Das Bild links (im Original Fig. 2) ist spektakulär. Denn es zeigte einen dramatischen Zuwachs der Eindringtiefe von Funkstrahlung in den Kopf von Kindern, je jünger, desto tiefer. Dieses Bildmotiv ist heute in mindestens zehn großen Online‑Archiven weltweit verfügbar und es wurde in mehreren Dutzend wissenschaftlichen Arbeiten sowie in zahlreichen populärwissenschaftlichen oder aktivistischen Beiträgen weltweit übernommen (Quelle: ChatGPT).

Das Bild rechts (im Original Fig. 3) ist unspektakulär. Denn es zeigt keinen dramatischen Zuwachs der Eindringtiefe von Funkstrahlung in den Kopf von Kindern. Deshalb hat ChatGPT nach kurzer Recherche die Abschätzung für realistisch befunden, für Fig. 3 interessierten sich nur ein bis vier Prozent der Personen, die sich für Fig. 2 interessieren.

Was unterscheidet Fig. 3 von Fig. 2?

Die beiden Bilder unterscheiden sich in nur zwei funktechnischen Parametern:

Fig. 2: Frequenz = 835 MHz, Strahlungsleistung = 600 mW
Fig. 3: Frequenz = 1900 MHz, Strahlungsleistung = 125 mW

Damit liegt auf der Hand, warum Fig. 2 so spektakulär ist: Die Strahlungsleistung ist ungefähr fünfmal höher als bei Fig. 3 und sie profitiert zusätzlich von der tiefen Trägerfrequenz (835 MHz), die Objekte (hier Kopf) besser durchdringt als höhere Trägerfrequenzen.

Weltweit verwursteten Mobilfunkgegner Fig. 2 ohne auch nur einen Funken Rücksicht auf die US-amerikanischen funktechnischen Parameter zu nehmen, die dem Bild zugrunde liegen. Es zählte allein die schauderhafte Eindringtiefe in Kindsköpfe, mit der sich Eltern vorzüglich verunsichern ließen.

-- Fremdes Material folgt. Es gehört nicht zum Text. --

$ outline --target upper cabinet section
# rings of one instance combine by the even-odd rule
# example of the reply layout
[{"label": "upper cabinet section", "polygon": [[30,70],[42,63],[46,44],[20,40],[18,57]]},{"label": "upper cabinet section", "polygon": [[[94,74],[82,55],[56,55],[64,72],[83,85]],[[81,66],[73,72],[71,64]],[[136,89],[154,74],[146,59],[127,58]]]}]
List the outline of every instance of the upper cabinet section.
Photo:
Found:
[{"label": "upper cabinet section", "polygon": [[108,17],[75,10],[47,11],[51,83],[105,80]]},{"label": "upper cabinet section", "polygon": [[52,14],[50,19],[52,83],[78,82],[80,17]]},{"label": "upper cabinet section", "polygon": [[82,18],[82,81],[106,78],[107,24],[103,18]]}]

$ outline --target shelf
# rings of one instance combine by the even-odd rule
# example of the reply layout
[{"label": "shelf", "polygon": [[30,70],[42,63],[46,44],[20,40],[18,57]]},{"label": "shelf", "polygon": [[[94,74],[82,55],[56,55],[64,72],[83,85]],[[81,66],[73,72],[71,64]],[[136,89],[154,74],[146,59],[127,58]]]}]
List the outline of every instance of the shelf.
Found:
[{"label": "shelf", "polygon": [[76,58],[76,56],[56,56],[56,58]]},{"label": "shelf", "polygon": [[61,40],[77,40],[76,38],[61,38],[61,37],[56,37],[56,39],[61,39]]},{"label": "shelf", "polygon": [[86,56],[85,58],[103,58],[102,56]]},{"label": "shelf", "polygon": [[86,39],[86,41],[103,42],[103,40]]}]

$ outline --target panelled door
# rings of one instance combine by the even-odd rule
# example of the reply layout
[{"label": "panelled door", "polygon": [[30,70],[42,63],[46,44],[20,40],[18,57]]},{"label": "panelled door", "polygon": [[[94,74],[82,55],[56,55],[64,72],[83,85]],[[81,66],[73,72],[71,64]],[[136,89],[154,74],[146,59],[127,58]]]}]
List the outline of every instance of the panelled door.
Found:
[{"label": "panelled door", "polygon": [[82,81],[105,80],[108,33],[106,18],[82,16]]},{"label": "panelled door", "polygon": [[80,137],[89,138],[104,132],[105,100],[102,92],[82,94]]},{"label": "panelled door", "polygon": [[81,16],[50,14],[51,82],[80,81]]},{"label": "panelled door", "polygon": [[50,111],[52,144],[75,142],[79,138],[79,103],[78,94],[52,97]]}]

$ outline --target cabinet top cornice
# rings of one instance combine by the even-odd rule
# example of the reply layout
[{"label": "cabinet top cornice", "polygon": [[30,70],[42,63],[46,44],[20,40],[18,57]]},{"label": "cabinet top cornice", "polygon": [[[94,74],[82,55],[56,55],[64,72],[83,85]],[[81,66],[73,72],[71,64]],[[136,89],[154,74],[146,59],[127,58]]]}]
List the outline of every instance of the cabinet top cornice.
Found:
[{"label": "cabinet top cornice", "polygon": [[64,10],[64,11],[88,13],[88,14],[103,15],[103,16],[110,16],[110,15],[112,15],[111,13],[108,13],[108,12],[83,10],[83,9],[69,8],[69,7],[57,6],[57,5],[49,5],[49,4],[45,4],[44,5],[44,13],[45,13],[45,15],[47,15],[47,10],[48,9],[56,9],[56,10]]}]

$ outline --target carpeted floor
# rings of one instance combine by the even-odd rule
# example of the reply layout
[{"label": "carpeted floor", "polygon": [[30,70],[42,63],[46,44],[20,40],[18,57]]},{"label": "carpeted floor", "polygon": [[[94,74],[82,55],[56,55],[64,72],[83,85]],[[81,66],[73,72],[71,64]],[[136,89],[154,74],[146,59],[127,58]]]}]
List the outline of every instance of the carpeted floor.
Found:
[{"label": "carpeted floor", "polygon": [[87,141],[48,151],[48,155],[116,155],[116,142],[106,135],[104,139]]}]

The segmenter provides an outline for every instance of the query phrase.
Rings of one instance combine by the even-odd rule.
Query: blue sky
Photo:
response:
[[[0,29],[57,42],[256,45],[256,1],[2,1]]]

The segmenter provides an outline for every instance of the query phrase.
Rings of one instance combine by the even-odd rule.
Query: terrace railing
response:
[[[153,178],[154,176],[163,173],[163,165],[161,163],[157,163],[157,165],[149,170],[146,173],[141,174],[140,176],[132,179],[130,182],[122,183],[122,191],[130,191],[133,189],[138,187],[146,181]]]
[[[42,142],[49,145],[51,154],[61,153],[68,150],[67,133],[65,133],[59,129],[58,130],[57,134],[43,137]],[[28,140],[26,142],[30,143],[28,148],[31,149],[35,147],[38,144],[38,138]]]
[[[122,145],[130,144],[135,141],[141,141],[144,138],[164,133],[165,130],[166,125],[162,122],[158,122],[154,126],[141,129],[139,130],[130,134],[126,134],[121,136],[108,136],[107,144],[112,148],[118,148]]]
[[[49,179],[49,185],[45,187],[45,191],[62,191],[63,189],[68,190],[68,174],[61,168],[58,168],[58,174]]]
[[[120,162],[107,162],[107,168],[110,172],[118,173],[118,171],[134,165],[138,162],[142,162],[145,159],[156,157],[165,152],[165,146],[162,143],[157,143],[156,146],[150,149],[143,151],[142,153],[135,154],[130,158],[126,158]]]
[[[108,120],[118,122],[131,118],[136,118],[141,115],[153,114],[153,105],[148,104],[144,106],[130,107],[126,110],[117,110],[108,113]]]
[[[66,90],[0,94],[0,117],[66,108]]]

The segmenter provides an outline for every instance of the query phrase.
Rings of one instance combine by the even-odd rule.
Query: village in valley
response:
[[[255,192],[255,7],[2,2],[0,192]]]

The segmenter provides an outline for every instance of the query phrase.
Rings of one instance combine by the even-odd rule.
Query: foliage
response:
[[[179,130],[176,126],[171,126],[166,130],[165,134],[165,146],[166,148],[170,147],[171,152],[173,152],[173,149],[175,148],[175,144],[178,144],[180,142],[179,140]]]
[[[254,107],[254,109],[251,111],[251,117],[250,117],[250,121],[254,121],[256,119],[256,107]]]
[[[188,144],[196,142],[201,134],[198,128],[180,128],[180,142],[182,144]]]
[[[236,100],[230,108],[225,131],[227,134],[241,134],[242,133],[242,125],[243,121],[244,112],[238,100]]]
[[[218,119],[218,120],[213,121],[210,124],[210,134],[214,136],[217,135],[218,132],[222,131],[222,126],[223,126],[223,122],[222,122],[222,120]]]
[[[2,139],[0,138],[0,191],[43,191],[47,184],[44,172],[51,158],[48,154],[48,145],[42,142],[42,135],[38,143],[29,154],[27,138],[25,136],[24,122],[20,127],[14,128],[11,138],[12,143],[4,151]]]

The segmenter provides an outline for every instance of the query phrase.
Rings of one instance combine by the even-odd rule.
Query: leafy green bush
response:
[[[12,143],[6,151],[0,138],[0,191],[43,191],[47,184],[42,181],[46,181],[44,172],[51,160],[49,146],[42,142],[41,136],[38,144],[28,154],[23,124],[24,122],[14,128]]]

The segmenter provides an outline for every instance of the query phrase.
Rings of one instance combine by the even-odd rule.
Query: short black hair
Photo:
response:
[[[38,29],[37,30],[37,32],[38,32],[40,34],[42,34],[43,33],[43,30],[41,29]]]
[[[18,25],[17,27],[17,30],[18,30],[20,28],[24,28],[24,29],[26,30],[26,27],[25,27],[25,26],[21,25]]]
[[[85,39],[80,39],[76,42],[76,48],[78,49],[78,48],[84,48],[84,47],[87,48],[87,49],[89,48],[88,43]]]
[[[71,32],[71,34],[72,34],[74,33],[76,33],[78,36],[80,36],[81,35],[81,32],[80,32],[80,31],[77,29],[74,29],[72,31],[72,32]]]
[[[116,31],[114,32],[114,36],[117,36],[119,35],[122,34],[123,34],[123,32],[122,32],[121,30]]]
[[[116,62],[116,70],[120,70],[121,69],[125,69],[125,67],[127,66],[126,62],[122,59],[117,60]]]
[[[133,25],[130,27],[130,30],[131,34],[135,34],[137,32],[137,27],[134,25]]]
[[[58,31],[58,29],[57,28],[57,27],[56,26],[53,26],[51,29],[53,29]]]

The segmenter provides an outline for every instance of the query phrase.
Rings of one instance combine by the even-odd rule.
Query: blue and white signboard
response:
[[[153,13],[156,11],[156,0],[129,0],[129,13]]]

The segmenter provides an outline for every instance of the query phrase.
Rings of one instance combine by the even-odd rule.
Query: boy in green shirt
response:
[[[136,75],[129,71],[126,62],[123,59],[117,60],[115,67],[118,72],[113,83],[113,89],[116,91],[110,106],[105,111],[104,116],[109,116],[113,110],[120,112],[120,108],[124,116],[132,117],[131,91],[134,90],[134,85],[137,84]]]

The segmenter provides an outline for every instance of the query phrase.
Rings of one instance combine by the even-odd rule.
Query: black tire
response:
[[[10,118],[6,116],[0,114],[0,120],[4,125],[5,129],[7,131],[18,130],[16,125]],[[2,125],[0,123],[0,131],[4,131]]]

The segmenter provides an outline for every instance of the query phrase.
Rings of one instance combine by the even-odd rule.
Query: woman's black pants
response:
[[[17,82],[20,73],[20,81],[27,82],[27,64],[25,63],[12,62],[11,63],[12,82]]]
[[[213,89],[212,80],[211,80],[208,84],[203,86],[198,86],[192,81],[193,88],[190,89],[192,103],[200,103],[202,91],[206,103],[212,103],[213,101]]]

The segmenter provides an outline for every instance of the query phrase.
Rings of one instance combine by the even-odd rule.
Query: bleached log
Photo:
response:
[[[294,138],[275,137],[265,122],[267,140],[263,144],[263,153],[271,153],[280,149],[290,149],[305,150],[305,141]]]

In unseren Breiten gab es zum Entstehungszeitpunkt der Bilder keinen Mobilfunk auf 835 MHz und 1900 MHz. GSM900 nutzte im Uplink 890 MHz bis 915 MHz und GSM1800-Mobiltelefone sendeten auf 1710 MHz bis 1785 MHz. Wegen der nicht unerheblichen Abweichungen von den US-Frequenzen darf angenommen werden, dass Fig. 2 mit den europäischen Frequenzen etwas weniger spektakulär ausgesehen hätte und Fig. 3 dafür etwas spektakulärer. Vertiefen muss man diesen Gedanken aber nicht. Denn bekanntlich ist ohnehin seit spätestens 2002 klar, dass beide Bilder, vor allem aber Fig. 2, wegen fehlerhafter Skalierung die Eindringtiefe von Funkfeldern bei Kindern unzutreffend wiedergeben.